En fin, me hice muchas preguntas, demasiadas…demasiadas preguntas, y tras pensar un poco, llegué a una conclusión- que había vislumbrado ya en varias ocasiones, tiempo atrás, pero que nunca había solidificado por falta de recursos intelectuales-.. para los religiosos, no se puede llegar a Dios tan sólo deseando hacerlo, no se puede alcanzar el “Reino de los Cielos” quedándose toda la vida pensando “ojalá estuviera por allá”., los religiosos saben muy bien que la única manera de alcanzar la vida eterna es haciendo buenas obras, explotando el talento propio, amando al prójimo…en fin, siendo un buen ser humano, una persona productiva de la que el mundo se pueda sentir orgulloso. Pues bien, yo lo contextualizo a mi forma de pensar., no vale la pena desperdiciar toda una vida queriendo formar parte de algo que ni siquiera se sabe si existe…pero, hagamos de cuenta que sí, que ya sabemos que esas supercivilizaciones existen y que ya se nos han mostrado y nos han dicho “no podemos interactuar con uds. porque son muy primitivos”, ignoremos el hecho de que millones de personas se suicidarían (…) y pasemos a lo relevante. Ante aquella situación me sentiría como me siento ahora por formar parte de un país del “tercer mundo”, pero peor- y no digo que me sienta mal por ser colombiano, ¡abran esa mente pues!-, y a la vez mejor- por saber que el querido tío Sam no es la cerecita en el helado de la vida…-,y tras un periodo de reflexión en el que probablemente se perpetuaría en mí una sensación inherente- ¡a mí!- de odio a las supercivilizaciones, optaría por ignorar el hecho y simplemente dar lo mejor de mí como ser humano.

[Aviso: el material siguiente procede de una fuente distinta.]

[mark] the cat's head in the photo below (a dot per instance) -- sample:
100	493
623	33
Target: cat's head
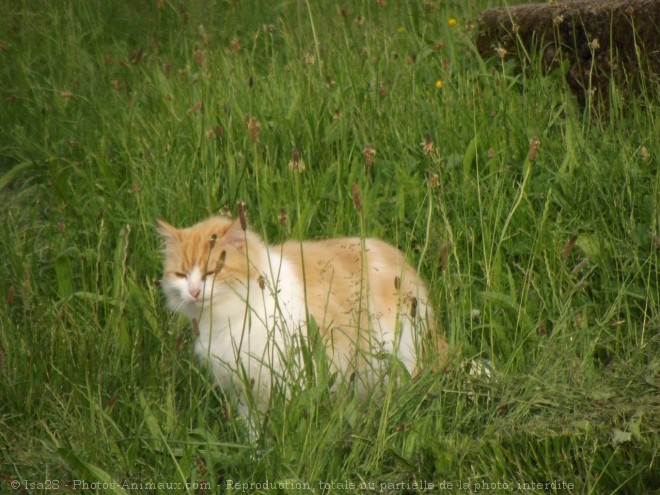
207	261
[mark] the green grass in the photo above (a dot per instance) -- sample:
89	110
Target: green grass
116	113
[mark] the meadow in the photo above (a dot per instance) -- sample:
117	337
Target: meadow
535	223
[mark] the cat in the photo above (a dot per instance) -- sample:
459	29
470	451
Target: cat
250	304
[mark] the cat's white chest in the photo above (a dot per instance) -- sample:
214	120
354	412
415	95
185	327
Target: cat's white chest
251	332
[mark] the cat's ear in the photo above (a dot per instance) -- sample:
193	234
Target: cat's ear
168	231
235	235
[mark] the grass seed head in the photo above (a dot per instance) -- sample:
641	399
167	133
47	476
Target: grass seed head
533	149
283	218
242	215
355	190
369	153
296	164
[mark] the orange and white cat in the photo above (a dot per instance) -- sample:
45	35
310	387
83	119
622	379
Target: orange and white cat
251	304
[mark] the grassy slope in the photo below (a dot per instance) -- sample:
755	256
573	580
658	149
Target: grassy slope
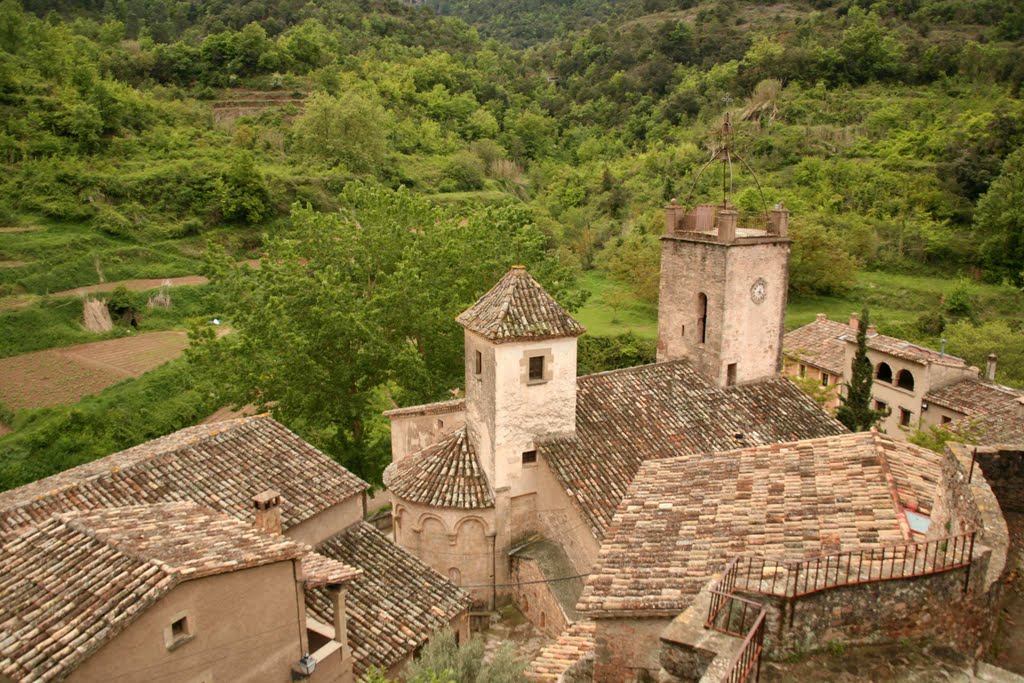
894	300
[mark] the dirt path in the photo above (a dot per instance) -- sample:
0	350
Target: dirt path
66	375
134	285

Con esto no digo que base la motivación de mi proyecto de vida en algo que no sé si quiera si es real, no., lo que digo, es que baso la motivación de mi proyecto de vida en la sensación de que, aunque exista la posibilidad de que en un mundo futuro las cosas sean mejores- y quizás la civilización más adecuada a mis gustos (…)-, ESTA ESPECIE, ESTE PLANETA Y ESTA ÉPOCA fueron las cosas que en ESTA VIDA me tocaron, ¡y lo único que puedo hacer con esa melcocha de factores!, es aprovechar, y ser alguien intrínsecamente relacionado con la evolución…un ser humano que dedique su vida al avance de su especie, a la autotelia colectiva.

Así que…¡ahí tienen supercivilizaciones!, este adolescente pseudo-optimista de una sociedad primitivísima no se deja vencer por sus supuestas existencias.